From 35e1cc0036173cd8b447a4da8ae0341d49542288 Mon Sep 17 00:00:00 2001
From: veeravt <vinit.veera@iis.fraunhofer.de>
Date: Thu, 25 May 2023 17:17:21 +0200
Subject: [PATCH 1/4] Extended the pre-existing function to pad and align the
 audio to 20ms.

---
 ivas_processing_scripts/__init__.py           |  9 ++-
 .../processing/processing.py                  | 75 ++++++++++++++++++-
 2 files changed, 77 insertions(+), 7 deletions(-)

diff --git a/ivas_processing_scripts/__init__.py b/ivas_processing_scripts/__init__.py
index 1a3fa594..d719a156 100755
--- a/ivas_processing_scripts/__init__.py
+++ b/ivas_processing_scripts/__init__.py
@@ -43,6 +43,7 @@ from ivas_processing_scripts.constants import (
 )
 from ivas_processing_scripts.processing import chains, config
 from ivas_processing_scripts.processing.processing import (
+    compare_wav_lengths,
     multiple_of_frame_size,
     preprocess,
     preprocess_2,
@@ -96,6 +97,9 @@ def main(args):
         # set up logging
         logger = logging_init(args, cfg)
 
+        # checking if audio is a multiple of frame size
+        multiple_of_frame_size(cfg, logger)
+
         # Re-ordering items based on concatenation order
         if hasattr(cfg, "preprocessing_2"):
             if (
@@ -128,9 +132,6 @@ def main(args):
 
         cfg.metadata_path = metadata
 
-        # checking if audio is a multiple of frame size
-        multiple_of_frame_size(cfg)
-
         # run preprocessing only once
         if hasattr(cfg, "preprocessing"):
             # save process info for background noise
@@ -180,6 +181,8 @@ def main(args):
         if cfg.condition_in_output_filename:
             rename_generated_conditions(cfg.output_path)
 
+        compare_wav_lengths(cfg.input_path, cfg.output_path, logger)
+
     # copy configuration to output directory
     with open(cfg.output_path.joinpath(f"{cfg.name}.yml"), "w") as f:
         yaml.safe_dump(cfg._yaml_dump, f)

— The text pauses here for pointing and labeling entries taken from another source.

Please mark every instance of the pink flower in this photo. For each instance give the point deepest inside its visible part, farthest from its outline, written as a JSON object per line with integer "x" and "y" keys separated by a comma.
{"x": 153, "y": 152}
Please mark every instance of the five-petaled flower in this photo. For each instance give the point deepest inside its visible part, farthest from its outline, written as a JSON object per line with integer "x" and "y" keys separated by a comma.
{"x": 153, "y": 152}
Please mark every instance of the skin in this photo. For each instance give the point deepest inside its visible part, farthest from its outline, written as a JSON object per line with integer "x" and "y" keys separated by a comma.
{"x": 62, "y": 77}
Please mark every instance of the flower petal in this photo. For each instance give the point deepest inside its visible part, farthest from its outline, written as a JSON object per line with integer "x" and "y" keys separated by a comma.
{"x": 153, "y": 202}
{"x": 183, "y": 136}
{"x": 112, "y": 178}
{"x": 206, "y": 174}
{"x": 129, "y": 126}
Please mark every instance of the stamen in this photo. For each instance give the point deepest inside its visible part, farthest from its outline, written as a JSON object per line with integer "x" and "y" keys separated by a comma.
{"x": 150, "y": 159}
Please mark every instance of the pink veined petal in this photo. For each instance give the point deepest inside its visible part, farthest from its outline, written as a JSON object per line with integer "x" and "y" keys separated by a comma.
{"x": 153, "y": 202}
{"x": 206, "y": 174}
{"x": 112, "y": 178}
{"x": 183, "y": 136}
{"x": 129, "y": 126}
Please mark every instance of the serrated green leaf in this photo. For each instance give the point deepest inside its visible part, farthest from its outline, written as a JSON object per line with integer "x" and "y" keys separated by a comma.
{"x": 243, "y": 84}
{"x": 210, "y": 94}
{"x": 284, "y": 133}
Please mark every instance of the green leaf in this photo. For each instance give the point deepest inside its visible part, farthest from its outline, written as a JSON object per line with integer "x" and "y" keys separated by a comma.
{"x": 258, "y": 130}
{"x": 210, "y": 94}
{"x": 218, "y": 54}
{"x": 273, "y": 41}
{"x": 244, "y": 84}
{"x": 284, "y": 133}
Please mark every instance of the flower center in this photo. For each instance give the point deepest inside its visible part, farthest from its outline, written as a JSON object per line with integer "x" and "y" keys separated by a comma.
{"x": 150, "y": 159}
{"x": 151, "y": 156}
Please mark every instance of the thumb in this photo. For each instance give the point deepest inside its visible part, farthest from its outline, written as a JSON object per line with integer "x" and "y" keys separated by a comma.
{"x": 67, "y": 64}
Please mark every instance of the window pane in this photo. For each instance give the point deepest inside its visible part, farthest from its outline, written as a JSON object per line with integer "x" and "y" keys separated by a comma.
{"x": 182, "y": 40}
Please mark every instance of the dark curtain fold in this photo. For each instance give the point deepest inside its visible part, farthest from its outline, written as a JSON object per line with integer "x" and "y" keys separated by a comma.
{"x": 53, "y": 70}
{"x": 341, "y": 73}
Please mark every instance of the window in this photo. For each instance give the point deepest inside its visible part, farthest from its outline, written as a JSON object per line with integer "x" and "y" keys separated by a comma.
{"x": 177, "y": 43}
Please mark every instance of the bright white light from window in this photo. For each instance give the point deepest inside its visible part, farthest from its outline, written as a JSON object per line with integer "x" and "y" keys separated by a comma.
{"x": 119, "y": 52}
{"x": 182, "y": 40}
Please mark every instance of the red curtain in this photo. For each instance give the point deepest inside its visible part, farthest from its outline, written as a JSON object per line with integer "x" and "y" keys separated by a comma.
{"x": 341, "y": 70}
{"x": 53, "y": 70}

diff --git a/ivas_processing_scripts/processing/processing.py b/ivas_processing_scripts/processing/processing.py
index cfc5a381..dfb65e3d 100755
--- a/ivas_processing_scripts/processing/processing.py
+++ b/ivas_processing_scripts/processing/processing.py
@@ -319,6 +319,9 @@ def preprocess_2(cfg, logger):
     cfg.tmp_dirs = cfg.tmp_dirs[1:]
     cfg.out_dirs = cfg.out_dirs[1:]
 
+    # Copy the conactenated file to the 20ms_aligned_files folder
+    copyfile(cfg.concat_file, cfg.input_path / cfg.concat_file.name)
+
     return
 
 
@@ -519,10 +522,13 @@ def preprocess_background_noise(cfg):
 
 def multiple_of_frame_size(
     cfg: TestConfig,
+    logger: logging.Logger,
     frame_size_in_ms: Optional[int] = 20,
 ) -> np.ndarray:
     """
-    Warn/Exit if audio if it isn't a multiple of frame size
+    This function checks if the list of multi channel audio files is a multiple of frame size.
+    If the file isn't a multiple then the function pads it to the next integer of frame size and writes the file to an output directory.
+    It also copies the already aligned files to the output directory.
 
     Parameters
     ----------
@@ -534,7 +540,14 @@ def multiple_of_frame_size(
     # get the number of channels from the input format
     input_format = cfg.input["fmt"]
     num_channels = audio.fromtype(input_format).num_channels
-    for item in cfg.items_list:
+
+    # Create output directory if it doesn't exist
+    output_dir = cfg.output_path / "20ms_aligned_files"
+    output_dir.mkdir(exist_ok=True)
+
+    # padded_audio_files_list = []
+
+    for i, item in enumerate(cfg.items_list):
         # read the audio file
         if "fs" in cfg.input:
             sampling_rate = cfg.input["fs"]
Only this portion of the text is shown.